Free-range eggs are no longer a novelty in Europe, but sustainable farming practices still haven’t been widely adopted. That’s why, as part of its plan to zero out planet-warming emissions by 2050, European Union policymakers have proposed Farm to Fork, a plan to halve the use of pesticides and antibiotics and make a quarter of all farming organic by the end of the decade.

Reaching those targets will require grooming a new generation of farmers willing to put the health of their livestock — and the planet — first. Álava’s success was possible in part because she had access to her parents’ land and state-of-the-art machinery. It’s much harder for young people with fewer resources to break into the business.
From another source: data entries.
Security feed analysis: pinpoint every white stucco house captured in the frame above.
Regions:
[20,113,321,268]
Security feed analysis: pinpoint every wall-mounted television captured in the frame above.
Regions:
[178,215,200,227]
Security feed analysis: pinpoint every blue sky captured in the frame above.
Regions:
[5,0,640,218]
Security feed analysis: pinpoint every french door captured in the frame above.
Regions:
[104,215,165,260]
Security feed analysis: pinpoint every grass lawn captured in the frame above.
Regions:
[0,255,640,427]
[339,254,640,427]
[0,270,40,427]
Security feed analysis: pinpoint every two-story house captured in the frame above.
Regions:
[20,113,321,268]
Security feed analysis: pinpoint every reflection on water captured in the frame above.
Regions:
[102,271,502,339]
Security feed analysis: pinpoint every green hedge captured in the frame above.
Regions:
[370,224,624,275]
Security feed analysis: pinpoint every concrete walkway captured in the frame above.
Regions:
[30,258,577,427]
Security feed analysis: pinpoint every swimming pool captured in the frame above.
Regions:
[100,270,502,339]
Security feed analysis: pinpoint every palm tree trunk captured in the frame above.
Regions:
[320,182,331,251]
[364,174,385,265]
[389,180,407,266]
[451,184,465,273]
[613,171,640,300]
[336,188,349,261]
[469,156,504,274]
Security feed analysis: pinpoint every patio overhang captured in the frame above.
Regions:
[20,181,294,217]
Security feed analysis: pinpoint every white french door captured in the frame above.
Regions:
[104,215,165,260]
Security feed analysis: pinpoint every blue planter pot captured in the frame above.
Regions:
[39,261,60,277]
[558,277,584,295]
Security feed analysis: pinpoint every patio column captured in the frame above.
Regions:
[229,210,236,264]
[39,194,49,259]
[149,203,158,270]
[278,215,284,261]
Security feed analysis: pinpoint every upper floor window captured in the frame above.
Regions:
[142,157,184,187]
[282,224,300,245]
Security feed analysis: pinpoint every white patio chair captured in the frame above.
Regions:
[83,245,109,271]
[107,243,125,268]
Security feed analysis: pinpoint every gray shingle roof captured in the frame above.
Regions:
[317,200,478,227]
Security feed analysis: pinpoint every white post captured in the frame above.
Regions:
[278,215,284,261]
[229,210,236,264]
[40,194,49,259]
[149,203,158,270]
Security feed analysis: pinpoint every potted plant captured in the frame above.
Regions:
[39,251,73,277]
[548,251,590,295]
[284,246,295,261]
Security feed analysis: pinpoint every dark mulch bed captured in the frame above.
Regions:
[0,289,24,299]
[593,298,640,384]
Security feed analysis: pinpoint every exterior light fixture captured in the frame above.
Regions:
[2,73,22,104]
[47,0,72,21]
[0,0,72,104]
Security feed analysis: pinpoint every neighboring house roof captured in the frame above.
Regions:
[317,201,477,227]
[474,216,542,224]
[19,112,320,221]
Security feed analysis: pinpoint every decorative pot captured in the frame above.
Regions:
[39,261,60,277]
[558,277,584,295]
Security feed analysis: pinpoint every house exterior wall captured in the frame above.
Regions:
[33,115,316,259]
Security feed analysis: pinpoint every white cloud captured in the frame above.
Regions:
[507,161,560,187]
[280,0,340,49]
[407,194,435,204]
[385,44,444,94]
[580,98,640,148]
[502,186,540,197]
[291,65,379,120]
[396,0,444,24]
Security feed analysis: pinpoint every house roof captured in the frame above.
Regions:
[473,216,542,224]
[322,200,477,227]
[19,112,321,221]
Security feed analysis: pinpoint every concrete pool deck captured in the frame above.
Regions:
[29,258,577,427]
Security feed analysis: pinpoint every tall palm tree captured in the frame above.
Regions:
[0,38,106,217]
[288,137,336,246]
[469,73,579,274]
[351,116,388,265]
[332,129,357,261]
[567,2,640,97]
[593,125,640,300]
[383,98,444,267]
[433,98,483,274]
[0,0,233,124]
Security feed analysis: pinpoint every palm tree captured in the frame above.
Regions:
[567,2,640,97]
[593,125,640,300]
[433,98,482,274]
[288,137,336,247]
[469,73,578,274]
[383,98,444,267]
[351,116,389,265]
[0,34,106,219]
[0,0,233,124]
Amets Ladislao, 41, was studying history in the Basque city of Vitoria when she decided to go to agriculture school instead. Her parents had worked in a factory, but she longed for the farm life she’d experienced visiting her grandparents. “It was all very bucolic,” she said. She dreamed of having an allotment, some chickens and a few cows, and selling her produce locally.

But her new school didn’t teach the organic techniques she wanted to use, and she had to battle negative perceptions of her career choice. Most importantly, Ladislao couldn’t afford the high cost of land to start her own operation.

After she graduated, Ladislao worked for one farm after another until she found Bizkaigane, a cooperative in the northern Spanish province of Biscay, founded in 1983. The group hires a young person every time an elder retires. “It sounds very utopian, but we are nine workers, we get nine wages. We paid back a huge loan and we are a solvent company,” she said.

The farmers produce a wide range of cheeses, yogurt and raw milk that they distribute locally, and pride themselves on maintaining good working conditions. When Ladislao was expecting her second child, the team collectively decided to reduce their working hours to boost their quality of life.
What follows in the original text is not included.